Real estate problem of your brain!…

Imagine you are having something nice and suddenly you see an image of something disgusting or get a bad rotten smell! More often than not, you will transfer the disgust to what you eat or see and may even lose your appetite!

That is because of a space issue involving your Insula!

Now that is not the name of a brand new Insulin for ADULTS, but an area of your brain!

The concept is pretty interesting and it involves a standard real estate problem!

In the Novel Behave and in some of his lectures Stanford neuroscientist Robert Sapolsky highlights the insular cortex (or insula) as a prime example of evolutionary improvisation.

He uses it to demonstrate how the human brain borrows primitive neural plumbing—originally designed for physical survival—to process abstract concepts like morality, tribalism, and social judgment.

This is according to the Concept of “Neural Double-Jobbing”. So in most mammals, the insular cortex serves a purely metabolic function: gustatory and sensory disgust.

It activates when an animal eats toxic, rotten food, triggering an automatic, visceral response to spit it out or throw up to save its life!

So when humans evolved the capacity for complex, abstract metaphorical thought around 50,000 years ago, the brain did not evolve a brand-new region to handle moral transgressions!

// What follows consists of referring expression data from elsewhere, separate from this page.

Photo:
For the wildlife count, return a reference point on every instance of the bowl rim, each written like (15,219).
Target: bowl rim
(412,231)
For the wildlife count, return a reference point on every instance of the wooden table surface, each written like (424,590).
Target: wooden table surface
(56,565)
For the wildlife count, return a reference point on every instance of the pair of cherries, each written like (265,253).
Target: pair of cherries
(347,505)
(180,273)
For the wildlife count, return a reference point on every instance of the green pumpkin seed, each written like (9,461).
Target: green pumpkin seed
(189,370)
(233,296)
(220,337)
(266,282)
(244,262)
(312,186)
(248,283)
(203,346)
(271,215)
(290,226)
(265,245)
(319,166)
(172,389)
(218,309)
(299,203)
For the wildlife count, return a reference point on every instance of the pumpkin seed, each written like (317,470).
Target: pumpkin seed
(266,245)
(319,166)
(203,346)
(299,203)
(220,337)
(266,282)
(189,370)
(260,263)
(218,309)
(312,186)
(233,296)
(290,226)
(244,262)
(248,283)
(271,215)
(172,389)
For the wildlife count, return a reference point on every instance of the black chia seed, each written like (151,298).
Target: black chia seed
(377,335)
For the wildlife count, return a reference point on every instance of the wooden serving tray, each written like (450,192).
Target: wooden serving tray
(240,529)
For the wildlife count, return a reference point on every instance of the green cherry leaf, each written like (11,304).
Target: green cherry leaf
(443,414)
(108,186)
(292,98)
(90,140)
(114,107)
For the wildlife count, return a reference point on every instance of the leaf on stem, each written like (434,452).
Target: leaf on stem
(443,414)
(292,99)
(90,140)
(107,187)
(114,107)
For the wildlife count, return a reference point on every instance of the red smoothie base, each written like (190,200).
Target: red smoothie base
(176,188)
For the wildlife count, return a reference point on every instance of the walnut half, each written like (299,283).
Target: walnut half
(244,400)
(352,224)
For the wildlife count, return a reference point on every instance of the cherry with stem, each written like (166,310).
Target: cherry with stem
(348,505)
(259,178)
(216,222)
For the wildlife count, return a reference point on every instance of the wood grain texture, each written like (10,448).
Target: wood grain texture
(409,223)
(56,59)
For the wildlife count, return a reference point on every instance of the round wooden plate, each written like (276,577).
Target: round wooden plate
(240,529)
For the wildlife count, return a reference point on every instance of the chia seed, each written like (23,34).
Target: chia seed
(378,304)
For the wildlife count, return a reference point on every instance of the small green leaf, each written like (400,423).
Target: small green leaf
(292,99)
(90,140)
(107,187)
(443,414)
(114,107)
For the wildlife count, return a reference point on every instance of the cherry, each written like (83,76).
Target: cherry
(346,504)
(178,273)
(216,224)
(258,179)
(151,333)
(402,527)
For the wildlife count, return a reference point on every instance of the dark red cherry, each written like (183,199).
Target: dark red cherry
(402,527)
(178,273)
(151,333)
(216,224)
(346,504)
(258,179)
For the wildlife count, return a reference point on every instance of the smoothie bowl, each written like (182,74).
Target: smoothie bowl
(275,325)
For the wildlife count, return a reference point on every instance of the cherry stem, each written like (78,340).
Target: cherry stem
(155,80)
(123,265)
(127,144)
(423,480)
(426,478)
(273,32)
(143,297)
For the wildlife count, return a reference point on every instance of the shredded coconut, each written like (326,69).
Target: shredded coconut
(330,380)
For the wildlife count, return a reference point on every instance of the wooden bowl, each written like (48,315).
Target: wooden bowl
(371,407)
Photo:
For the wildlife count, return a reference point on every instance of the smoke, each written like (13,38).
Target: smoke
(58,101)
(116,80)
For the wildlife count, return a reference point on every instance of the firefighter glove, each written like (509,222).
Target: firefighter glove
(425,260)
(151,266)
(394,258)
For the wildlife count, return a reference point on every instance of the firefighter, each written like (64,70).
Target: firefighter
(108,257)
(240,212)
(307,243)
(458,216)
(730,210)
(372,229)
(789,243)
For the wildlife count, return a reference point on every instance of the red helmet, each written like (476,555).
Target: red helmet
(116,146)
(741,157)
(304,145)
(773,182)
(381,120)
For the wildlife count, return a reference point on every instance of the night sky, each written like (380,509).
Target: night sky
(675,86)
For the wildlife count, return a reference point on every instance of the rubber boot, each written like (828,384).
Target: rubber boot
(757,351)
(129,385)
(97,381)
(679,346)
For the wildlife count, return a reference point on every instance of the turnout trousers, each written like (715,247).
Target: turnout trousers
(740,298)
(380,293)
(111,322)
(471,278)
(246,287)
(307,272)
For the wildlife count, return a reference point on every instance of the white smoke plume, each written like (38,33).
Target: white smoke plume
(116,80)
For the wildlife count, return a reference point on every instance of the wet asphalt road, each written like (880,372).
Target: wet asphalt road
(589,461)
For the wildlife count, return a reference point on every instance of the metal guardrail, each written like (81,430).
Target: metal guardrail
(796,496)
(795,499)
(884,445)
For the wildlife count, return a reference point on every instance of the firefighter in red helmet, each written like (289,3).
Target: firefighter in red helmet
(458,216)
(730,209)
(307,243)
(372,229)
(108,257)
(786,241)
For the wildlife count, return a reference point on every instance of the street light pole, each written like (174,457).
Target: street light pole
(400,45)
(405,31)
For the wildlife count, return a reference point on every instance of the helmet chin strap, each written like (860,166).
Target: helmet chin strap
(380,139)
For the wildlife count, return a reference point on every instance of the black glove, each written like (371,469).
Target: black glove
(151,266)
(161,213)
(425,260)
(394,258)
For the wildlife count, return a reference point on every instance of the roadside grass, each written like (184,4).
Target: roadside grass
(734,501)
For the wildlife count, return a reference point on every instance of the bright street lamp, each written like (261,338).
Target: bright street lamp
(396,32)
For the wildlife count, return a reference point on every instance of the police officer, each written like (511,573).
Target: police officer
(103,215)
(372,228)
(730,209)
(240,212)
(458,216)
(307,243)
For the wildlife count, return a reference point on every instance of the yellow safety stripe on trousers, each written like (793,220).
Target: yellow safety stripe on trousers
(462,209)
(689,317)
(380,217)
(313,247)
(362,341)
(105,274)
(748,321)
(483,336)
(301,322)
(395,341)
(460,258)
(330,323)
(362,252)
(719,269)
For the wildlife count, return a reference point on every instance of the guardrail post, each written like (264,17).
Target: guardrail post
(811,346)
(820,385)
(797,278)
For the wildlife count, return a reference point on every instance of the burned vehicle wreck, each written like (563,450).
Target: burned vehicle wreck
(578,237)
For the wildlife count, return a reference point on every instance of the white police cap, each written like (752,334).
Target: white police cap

Instead, evolution repurposed the old insula to handle moral disgust.

Because the brain uses the exact same hardware for both tasks, humans cannot easily distinguish between a literal physical experience and a metaphorical one!

The areas are so close to each other that they have a cross connection!

Then you have the Visceral Side of Morality in which Sapolsky points out that when we encounter an act or symbol that is “morally disgusting,” the insula activates as if we just swallowed rancid meat!

This is why intense moral revulsion leaves us feeling physically queasy, sick to our stomachs, or with a bad taste in our mouths!

While this mechanism helps humans forcefully reject bad behavior, Sapolsky warns that it carries a massive social cost!

Once the insula registers moral disgust, it immediately sounds the alarm to the amygdala, the brain’s headquarters for fear, aggression, and threat detection.

Because moral disgust is deeply context-dependent and subjective, the insula easily misinterprets things that are merely different (e.g., unfamiliar cultural practices, dietary habits, or lifestyles) as being disgustingly wrong!

This is when you get the complication of US vs THEM!

Then again it’s no complication when you say that Paresh Rawal is a great actor!

For now simply give rest to all the real estate of your brain!